スーパーで手頃なステーキ肉を見つけて、「今日はちょっと贅沢に」と買ってみたものの、焼いたら硬くてがっかり…そんな経験はありませんか?
「やっぱり安い肉はこんなものか」と思ってしまいがちですが、実はそうとも限りません。

焼く前にひと手間かけるだけで、お手頃なステーキ肉でもやわらかくジューシーに仕上がる方法があります。
今回は、筋切り・フォーク・塩麹を使った下処理と、焼き方のコツをご紹介します。
安いステーキ肉、そのまま焼いていませんか?

ステーキ肉が硬くなる原因のひとつは、肉の筋です。
特にお手頃な価格帯の肉は筋がしっかりしていて、そのまま焼くと噛み切りにくくなりがちです。
もうひとつの原因は、焼く前の温度です。
冷蔵庫から出してすぐに焼き始めると、肉の内側と外側で温度差が生まれて火の通りにムラが出ます。
外側は焼けているのに中はまだ冷たい、という状態では肉全体が縮んで硬くなりやすいのです。
こうした問題は、焼く前のちょっとした下処理で防ぐことができます。
やわらかく仕上げる3つの下処理
1. 筋切り


肉の筋と身の間に、包丁で切り込みを入れます。
筋をそのままにすると焼いた後に縮んで硬くなるので、このひと手間が大切です。
2. フォークで刺す


肉の表面全体にフォークで細かい穴を開けます。
これにより火が均一に入りやすくなり、やわらかく仕上がります。
3. 塩麹を塗り込む


塩麹を肉全体にまんべんなく塗り、冷蔵庫で1時間ほど置きます。
塩麹の力で、噛んだときの食感がぐっとやわらかくなります。
焼く前に塩麹はキッチンペーパーで拭き取ること。 つけたまま焼くと焦げの原因になります。
焼き方のコツ・注意点
焼く30分前に常温に戻す

冷蔵庫から出したばかりの肉は中心が冷えているため、焼きムラができやすくなります。
焼く30分前には室温に出しておくのがポイントです。
強火で片面1分ずつ焼く

フライパンをしっかり熱してから肉を入れ、片面を1分ずつ焼きます。
このとき肉を押しつけないのが大切です。
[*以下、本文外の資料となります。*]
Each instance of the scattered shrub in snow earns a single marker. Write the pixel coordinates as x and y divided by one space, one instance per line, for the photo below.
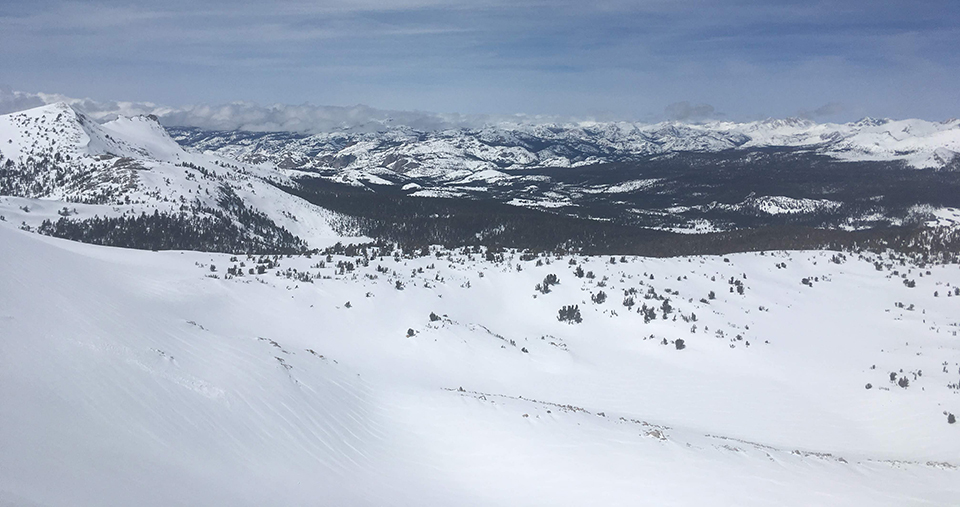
570 314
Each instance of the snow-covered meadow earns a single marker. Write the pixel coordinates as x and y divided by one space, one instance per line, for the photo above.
159 378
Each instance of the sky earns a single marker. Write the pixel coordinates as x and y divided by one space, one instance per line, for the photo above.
642 60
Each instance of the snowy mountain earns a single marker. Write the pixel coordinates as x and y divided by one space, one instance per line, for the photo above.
668 176
450 155
464 378
127 182
58 165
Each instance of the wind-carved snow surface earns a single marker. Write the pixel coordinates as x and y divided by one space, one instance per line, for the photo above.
131 166
143 378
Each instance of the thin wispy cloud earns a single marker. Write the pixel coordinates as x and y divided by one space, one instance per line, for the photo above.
628 59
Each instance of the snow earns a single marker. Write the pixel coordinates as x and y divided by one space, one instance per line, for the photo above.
131 377
136 162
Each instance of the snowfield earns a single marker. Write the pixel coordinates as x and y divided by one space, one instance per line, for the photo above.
160 378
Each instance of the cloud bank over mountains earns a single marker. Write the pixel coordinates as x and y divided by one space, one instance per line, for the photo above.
304 118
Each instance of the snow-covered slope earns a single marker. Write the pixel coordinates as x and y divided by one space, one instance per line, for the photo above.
57 163
131 377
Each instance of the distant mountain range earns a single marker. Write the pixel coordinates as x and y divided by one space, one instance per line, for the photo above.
66 174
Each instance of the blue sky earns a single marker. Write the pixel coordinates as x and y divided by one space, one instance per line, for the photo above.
609 59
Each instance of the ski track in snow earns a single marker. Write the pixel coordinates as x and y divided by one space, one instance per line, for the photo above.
131 377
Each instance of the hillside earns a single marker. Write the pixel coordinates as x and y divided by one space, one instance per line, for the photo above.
166 378
85 179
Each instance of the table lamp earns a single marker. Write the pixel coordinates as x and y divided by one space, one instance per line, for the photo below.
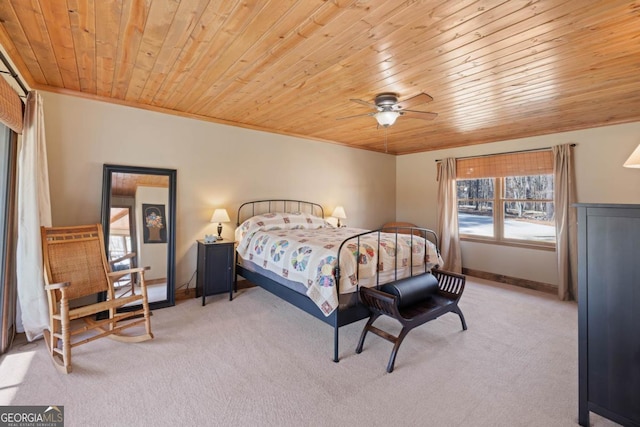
220 216
634 159
338 212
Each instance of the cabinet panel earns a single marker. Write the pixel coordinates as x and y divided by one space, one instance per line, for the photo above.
215 269
609 312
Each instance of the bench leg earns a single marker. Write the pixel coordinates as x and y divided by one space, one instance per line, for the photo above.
372 319
396 346
459 313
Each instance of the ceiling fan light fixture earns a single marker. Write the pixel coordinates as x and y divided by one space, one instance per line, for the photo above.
386 118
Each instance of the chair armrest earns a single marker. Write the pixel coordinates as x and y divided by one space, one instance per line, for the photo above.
120 273
451 284
55 286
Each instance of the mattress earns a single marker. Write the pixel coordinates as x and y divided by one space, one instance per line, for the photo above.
303 250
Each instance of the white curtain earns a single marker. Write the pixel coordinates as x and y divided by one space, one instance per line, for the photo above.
566 222
34 210
448 216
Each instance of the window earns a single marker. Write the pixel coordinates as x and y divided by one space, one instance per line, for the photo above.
7 207
515 206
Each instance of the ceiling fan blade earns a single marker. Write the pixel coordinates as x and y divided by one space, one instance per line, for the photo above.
368 104
423 115
421 98
357 115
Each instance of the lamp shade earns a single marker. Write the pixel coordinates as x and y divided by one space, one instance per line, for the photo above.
634 159
386 118
338 212
220 215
押しつけると肉汁が流れ出てしまい、パサつきの原因になります。
まとめ

・筋切りとフォークで繊維をほぐし、塩麹の力を借りるのが下処理のポイント
・焼く30分前に常温に戻し、強火で片面1分ずつ焼く
・肉を押しつけずに焼くことで、肉汁を閉じ込めてジューシーに仕上がる
少しの手間をかけるだけで、お手頃なステーキ肉がぐっとおいしくなります。
次にステーキを焼くときは、ぜひこの方法を試してみてくださいね。